Yas sürecinde olan bireylere yaklaşırken de dikkatli olunması gerektiğini işaret eden Uzm. Dr. Kantekin, acıyı azaltmak için bireylere söylenen ‘Güçlü olmalısın’, ‘Hayat devam ediyor’, ‘Yakında geçecek, bitecek’, ‘Çocukların için ayakta kalmalısın’ üzere klişe kelamlardan kaçınılması gerektiğini belirterek bunun yerine yaşanan hisleri samimiyetle anlamaya ve paylaşmaya çalışılması teklifinde bulundu.

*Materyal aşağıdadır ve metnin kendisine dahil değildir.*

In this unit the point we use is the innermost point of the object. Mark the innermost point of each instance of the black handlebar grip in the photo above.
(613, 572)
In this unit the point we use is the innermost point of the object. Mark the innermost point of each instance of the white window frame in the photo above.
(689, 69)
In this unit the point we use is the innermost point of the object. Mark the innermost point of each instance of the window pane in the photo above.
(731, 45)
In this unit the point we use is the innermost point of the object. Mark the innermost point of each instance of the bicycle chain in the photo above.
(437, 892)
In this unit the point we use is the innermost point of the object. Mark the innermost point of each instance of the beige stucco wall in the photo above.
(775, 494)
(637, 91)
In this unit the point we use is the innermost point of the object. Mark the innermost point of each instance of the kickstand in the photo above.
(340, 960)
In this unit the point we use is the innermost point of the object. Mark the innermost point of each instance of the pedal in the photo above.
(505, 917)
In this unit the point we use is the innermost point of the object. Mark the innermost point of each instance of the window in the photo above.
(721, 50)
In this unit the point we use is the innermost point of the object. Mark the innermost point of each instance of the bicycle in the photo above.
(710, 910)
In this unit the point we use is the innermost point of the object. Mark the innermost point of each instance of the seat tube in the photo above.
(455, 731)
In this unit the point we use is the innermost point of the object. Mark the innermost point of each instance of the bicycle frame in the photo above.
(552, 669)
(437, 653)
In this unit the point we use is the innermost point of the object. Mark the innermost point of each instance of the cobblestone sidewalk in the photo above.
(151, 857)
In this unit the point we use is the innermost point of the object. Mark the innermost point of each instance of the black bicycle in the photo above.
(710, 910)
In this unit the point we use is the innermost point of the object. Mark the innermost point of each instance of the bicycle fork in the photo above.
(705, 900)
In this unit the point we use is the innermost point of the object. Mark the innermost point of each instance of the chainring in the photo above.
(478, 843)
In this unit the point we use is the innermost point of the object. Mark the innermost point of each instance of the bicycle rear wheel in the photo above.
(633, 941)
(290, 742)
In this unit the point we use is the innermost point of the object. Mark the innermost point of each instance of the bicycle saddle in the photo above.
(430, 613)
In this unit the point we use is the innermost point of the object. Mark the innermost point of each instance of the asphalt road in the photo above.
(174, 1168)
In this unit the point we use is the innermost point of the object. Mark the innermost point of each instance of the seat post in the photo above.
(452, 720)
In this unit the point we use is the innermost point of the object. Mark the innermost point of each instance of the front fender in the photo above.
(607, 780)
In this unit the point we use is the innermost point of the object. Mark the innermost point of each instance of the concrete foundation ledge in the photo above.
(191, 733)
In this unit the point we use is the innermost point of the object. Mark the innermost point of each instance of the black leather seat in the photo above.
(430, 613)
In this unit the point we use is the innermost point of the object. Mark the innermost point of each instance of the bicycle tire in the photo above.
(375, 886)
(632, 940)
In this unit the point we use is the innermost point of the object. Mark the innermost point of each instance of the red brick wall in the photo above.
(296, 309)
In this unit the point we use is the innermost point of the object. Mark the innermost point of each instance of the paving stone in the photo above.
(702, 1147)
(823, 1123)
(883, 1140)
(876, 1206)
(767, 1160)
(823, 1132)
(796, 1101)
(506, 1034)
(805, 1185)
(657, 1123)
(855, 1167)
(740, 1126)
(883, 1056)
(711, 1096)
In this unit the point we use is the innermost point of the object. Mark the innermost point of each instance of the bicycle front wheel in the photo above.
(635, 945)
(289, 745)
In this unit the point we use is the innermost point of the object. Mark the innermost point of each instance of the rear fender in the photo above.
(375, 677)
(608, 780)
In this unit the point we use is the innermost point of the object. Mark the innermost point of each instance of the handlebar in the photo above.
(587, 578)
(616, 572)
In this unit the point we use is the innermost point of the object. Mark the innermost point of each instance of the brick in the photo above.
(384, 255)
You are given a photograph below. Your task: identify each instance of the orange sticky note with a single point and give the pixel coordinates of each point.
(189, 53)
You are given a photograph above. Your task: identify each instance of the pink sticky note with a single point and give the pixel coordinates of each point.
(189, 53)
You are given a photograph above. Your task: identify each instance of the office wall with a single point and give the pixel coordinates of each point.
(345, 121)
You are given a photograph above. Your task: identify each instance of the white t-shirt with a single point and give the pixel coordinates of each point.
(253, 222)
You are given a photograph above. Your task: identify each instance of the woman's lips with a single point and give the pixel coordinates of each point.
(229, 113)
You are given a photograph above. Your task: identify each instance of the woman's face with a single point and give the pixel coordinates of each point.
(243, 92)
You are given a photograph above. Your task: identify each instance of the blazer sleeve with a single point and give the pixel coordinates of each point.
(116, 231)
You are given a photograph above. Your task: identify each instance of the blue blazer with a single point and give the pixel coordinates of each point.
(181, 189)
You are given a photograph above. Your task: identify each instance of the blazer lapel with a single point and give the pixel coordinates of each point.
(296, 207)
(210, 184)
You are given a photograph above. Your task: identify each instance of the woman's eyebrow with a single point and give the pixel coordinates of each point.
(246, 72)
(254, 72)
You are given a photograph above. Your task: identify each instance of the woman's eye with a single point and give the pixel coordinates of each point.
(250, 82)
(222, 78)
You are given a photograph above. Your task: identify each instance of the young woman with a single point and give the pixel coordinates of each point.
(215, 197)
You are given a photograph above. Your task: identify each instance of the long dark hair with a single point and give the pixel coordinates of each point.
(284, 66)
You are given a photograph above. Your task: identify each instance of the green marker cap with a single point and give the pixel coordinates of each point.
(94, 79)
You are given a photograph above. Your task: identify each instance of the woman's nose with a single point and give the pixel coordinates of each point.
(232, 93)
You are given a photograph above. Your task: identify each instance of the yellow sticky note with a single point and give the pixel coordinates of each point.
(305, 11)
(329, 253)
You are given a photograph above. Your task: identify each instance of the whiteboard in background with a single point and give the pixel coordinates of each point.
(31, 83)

HERKESİN BAŞA ÇIKMA YOLU FARKLIDIR

Kişilerin bu süreçte vücut bakımlarına itina göstermeye çalışarak daha evvel kendilerini rahatlatan şeyler neyse onları yapmaya çalışmalarının da tesirli olabileceğini belirten Uzm. Dr. Kantekin, “Herkesin farklı gereksinim ve baş etme yansıları vardır. Kimisi dua etme, meditasyon yapma, yürüyüş yapma üzere başa çıkma yollarına gereksinim duyarken; bir oburu sohbet etme yakınlarıyla bir ortada olma muhtaçlığı içinde olabilir. Hepsi kabul edilebilir, hepsi normaldir” dedi. 

YANLIŞ BİLGİLENDİRMELERE KARŞI DİKKATLİ OLUNMALI

Yas sürecindeki bireyleri vakitle olumlu tesirleri dikkate alınarak çalışma ömrüne yönlendirmek, öğrencileri okula devam etmeleri için desteklemek, çalışmayanları, yaşlıları ve mesken bayanlarını yeni ilgi ve uğraşı alanları bulmaları için teşvik etmenin de yararlı olabileceğini kelamlarına ekleyen Uzm. Dr. Kantekin, “Afet ve travmalardan sonra beşerler bir hatalı arama eğiliminde olabilirler. Söylentilere, tek bir kişi ya da küme sebebiyle bu bireyleri günah keçisi haline getirecek haberler ve dedikodulara karşı dikkatli olun. Bu tıp kolay dedikodulardan doğaüstü açıklamalara kadar geniş bir yelpazede olan bu söylentiler toplumsal bölünmelere neden olabilmektedir” diyerek açıklamalarını sonlandırdı.